The syndicated columnist Charles Krauthammer also is right to argue that there is a difference between “giving” a civil war and failing to prevent one.
But I disagree with Krauthammer – a circumstance to which I am unaccustomed – when he writes: “Iraqis were given their freedom and yet many have chosen civil war.” Only a small minority of Iraqis, I think, have made that choice. Most simply have no idea how to defend the liberties suddenly thrust upon them.
John Burns of The New York Times, the best reporter covering Iraq, recently told NBC’s Tim Russert that while “American troops were greeted as liberators” immediately after the overthrow of Saddam, enthusiasm for the intervention diminished quickly once it became clear that U.S. forces could not -- or would not -- protect Iraqis from the terrorists in their midst.

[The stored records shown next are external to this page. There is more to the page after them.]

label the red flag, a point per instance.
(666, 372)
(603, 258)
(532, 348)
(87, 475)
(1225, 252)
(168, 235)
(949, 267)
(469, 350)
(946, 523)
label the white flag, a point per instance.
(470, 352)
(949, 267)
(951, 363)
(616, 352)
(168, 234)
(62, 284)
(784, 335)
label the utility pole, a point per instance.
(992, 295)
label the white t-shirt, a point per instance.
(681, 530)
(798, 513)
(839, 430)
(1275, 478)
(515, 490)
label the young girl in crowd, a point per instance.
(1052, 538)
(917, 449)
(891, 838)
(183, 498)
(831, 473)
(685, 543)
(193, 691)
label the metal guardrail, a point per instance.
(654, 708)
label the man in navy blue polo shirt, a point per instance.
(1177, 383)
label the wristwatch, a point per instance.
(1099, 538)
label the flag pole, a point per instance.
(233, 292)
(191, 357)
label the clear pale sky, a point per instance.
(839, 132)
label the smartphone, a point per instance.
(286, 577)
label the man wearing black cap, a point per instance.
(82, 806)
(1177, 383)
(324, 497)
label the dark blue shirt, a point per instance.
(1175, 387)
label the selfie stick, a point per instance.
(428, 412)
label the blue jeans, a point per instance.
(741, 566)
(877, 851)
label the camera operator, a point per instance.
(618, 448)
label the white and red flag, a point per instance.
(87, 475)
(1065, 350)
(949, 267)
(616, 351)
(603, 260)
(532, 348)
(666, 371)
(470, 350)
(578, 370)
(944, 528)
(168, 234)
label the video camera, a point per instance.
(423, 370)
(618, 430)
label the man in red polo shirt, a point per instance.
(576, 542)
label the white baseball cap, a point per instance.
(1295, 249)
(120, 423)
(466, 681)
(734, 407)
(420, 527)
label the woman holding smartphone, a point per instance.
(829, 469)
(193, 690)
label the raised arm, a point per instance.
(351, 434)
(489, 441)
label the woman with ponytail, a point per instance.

Yes, it would have been wonderful had Iraqis spontaneously organized their own defense. But is it so astonishing that they did not? Burns said that longtime observers of Iraq “completely miscalculated the impact of 30 years of violent, brutal repression on the Iraqi people and their willingness, in President Bush's phrase, ‘to stand up’ for themselves, to take authority, to take risks … Iraq was, by a long way, saving only North Korea, the nastiest place I've ever been. It was a truly terrible place …”
Now, a last-ditch effort is being made to eliminate the terrorists from Baghdad, to give the majority of Iraqis a safe space to come together in opposition to a fanatical and ruthless minority that believes it can pave a path to power with carnage and chaos.
There is ample precedent for that belief. Mithal al-Alusi and others like him can only pray that Americans will find the will and a way to help decent Iraqis – a majority, I think -- carve out an exception.